Prions are comprised of PrPSc, a misfolded isoform of the non-infectious host encoded protein, PrPC. Prion diseases are emerging zoonotic infectious diseases of mammals including humans. Following interspecies transmission, prions can adapt to the new host species resulting in a prion with increased fitness and pathogenicity for the new host species. This process can involve interference between prion strains that are originally present in the inoculum or are generated during interspecies transmission. Recent studies indicate that prions exist as a quasispecies, that is, a mixture of strains. These new studies suggest that prion strain interference may play a larger role in overall dynamics of prion strains. Despite the significance of strain interference in the biology of prion disease, the mechanism(s) underling prion strain interference is not known. We have developed a unique model of strain interference in animals and have recently discovered that in vitro, protein misfolding cyclic amplification recapitulates prion interference. Using these combined approaches, we have determined for interference to occur, the blocking strain PrPSc must be in excess compared to the superinfecting PrPSc in a common cell type and the blocking strain does not convert all of the available PrPC to PrPSc when it prevents superinfecting strain replication. We hypothesize that the blocking strain PrPSc prevents the superinfecting strain PrPSc from gaining access to PrPC or other factors required for prion conversion, therefore inhibiting replication.

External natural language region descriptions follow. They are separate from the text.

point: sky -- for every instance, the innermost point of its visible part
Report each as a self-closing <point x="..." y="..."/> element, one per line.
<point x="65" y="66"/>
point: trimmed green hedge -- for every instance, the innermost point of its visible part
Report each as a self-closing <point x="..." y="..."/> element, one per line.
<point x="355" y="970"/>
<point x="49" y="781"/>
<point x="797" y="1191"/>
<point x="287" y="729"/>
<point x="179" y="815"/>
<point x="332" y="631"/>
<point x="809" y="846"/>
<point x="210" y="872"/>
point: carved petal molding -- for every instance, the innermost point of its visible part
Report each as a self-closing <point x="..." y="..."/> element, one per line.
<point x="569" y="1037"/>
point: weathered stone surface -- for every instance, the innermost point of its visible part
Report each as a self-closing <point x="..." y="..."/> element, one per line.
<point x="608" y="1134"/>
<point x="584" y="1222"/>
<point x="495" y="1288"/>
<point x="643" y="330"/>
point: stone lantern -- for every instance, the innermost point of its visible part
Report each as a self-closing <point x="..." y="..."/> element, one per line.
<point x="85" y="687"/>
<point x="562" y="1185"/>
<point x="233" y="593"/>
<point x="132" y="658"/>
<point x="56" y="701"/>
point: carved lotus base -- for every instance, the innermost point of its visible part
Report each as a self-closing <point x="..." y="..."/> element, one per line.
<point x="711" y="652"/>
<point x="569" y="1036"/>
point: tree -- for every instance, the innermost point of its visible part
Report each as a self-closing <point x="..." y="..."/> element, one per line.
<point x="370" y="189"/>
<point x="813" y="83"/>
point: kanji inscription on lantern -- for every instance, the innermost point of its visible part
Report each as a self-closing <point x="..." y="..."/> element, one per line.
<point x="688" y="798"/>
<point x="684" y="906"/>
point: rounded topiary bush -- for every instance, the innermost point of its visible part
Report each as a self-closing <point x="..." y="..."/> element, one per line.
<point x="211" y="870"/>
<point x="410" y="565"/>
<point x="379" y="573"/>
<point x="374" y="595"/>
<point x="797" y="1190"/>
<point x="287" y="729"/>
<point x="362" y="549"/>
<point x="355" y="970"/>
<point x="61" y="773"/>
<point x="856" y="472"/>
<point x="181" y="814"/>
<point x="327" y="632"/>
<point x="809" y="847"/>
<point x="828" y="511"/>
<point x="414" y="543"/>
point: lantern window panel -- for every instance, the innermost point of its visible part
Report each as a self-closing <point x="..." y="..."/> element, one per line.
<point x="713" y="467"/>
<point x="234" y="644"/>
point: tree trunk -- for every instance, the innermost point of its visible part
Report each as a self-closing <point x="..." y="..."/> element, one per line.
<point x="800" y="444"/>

The aims of this application will investigate if strain interference is due to the blocking strain PrPSc sequestering PrPC from the superinfecting strain or if the blocking strain PrPSc could bind to and prevent the superinfecting strain PrPSc from replicating. The cumulative results of these studies will provide a detailed mechanism of strain interference and have implications for the biology of prion strains and the factors that contribute to maintenance of the prion quasispecies. Finally, the basic mechanisms of how different conformations of PrPSc interact with each other and the cellular environment may be applicable to other protein misfolding diseases of humans.
Prion diseases are emerging transmissible disorders of humans that are inevitably fatal. These diseases pose a threat to human health via transmission from animal species (e.g. mad cow disease) to humans and between humans (e.g. blood transfusions). This grant application will investigate the mechanisms of interference between prion strains that have been shown to be an important parameter of prion transmission. These are the first steps to understand this complex process that could lead to novel therapeutic avenues.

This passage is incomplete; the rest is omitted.